I got back and the boat hadn't left yet, but that wasn't the problem. My water was missing. The only thing that I'd gotten done in the whole afternoon of fooling around and now it was lost. Oh, soddy mista... the bag was right here, with all the luggage for all of the people taking the boat to Gorontalo. The hotel people thought it was part of the luggage that was going with them.

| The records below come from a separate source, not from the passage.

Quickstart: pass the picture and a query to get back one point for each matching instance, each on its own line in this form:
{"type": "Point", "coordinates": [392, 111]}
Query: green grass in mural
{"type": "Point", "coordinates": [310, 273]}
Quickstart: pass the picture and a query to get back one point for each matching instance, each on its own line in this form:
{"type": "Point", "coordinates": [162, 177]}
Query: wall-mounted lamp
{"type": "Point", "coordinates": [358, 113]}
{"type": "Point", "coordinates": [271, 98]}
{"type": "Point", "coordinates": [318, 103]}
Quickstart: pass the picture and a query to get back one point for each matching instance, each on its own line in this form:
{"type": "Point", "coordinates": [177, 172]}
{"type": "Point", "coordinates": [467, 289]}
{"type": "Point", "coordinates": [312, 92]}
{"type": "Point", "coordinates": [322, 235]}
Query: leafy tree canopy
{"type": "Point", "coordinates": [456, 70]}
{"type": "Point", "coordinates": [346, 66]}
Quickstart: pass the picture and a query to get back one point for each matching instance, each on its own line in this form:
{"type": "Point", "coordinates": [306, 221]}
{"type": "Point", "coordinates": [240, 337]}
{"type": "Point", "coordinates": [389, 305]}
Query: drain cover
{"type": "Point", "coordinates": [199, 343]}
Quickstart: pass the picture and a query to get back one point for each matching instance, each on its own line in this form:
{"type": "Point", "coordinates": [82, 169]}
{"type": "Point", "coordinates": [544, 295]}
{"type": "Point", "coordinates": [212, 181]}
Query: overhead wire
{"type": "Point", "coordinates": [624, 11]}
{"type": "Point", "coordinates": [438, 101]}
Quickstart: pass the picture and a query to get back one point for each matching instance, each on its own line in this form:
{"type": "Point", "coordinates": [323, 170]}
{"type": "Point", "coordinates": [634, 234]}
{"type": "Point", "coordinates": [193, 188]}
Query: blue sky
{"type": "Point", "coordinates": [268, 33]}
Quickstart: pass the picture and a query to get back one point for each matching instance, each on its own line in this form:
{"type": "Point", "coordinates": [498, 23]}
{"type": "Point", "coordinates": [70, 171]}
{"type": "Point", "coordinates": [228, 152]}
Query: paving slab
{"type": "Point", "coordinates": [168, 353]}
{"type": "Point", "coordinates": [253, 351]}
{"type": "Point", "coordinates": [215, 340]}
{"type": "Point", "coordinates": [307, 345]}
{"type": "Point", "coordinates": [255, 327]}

So, this is goofy, we all got on the long boat on the hotel dock. They drove the boat to the main dock, where the Gorontalo boat was, it hadn't taken off yet. They pulled right up to the boat itself. There was another boat next to it, these guys nestled the nose of the boat sortof alongside or inbetween them. Some kids climbed off our boat, onto the neighboring boat, and disappeared. After about five minutes, they came back with my bag of water bottles. Day saved. Went back to Kadidiri that nite, with water bottles. What a struggle.


Kadidiri in town

I had a financial problem while I was on the island. It seems that the last place to get cash was Poso, a town Greg and I had spent about an hour and a half in. I thought I had had enough cash, but Greg went to a bank. Little did I realize I would go for the next two weeks with no source of cash at all.

There were no banks in Wakai, the big town (and certainly no banks on Kadidiri Island where I was staying). Absolutely no way to change money. Even the local merchants in Wakai wouldn't take US currency; what could they do with it? This was pretty remote.

Going back to Poso would have been two or three days of travel. Just to get cash. Not to mention the travel expenses along the way, just to see boring towns that I'd already seen. It was out of the question.

When I got to the island and I realized the predicament I was in, I scraped up all the cash I had, going through my pack and wallet to find hidden envelopes of emergency cash and what not. I met an American who had been working for Apple in Singapore, and he was going back to the US and had extra Rupiah so we exchanged some twenties for local bills. I had been keeping some emergency US currency, some twenties and some smaller bills, but I had already had to use some of this so it was getting thin. But you know twenty dollars was like 50,000 rupiah; the absolute amount of money was irrelevant here. He told me that a lot of my US twenties were dirty and wrinkled and weren't good around here anyway, but he took them anyway and gave me a quite reasonable exchange rate.

I remember managing to scrape together a little over 200,000 rupiah. Sounds like a lot, but room and board cost 17,500rp per day, and I was going to stay here for nine days. Plus water and alcohol and other expenses, it was tight. That left very little for luxuries like jam or beer or scuba diving. I figured it was good for me to live under financial constraints for a change.

Initially I decided I simply couldn't afford to scuba dive. But it turns out that so many travelers get stuck in that bind that the dive place extended credit. So I ended up going on about six dives, and racking up a bill of, as I remember it, 305,000rp that I sent them later. If it wasn't for that I would have gotten bored really quickly. The dives really only cost us$20 apiece, so cheap that you really feel obligated to send them the money.


Kadidiri from dockThe freshwater was a bit mysterious. Of course we drank bottled water that was beyond question; each bottle had a plastic seal on it, no problem there. They charged 2,250rp for each bottle and I went through about one a day.


Kadidiri dock After my nine days, I got on the boat going north and took it to Gorontalo.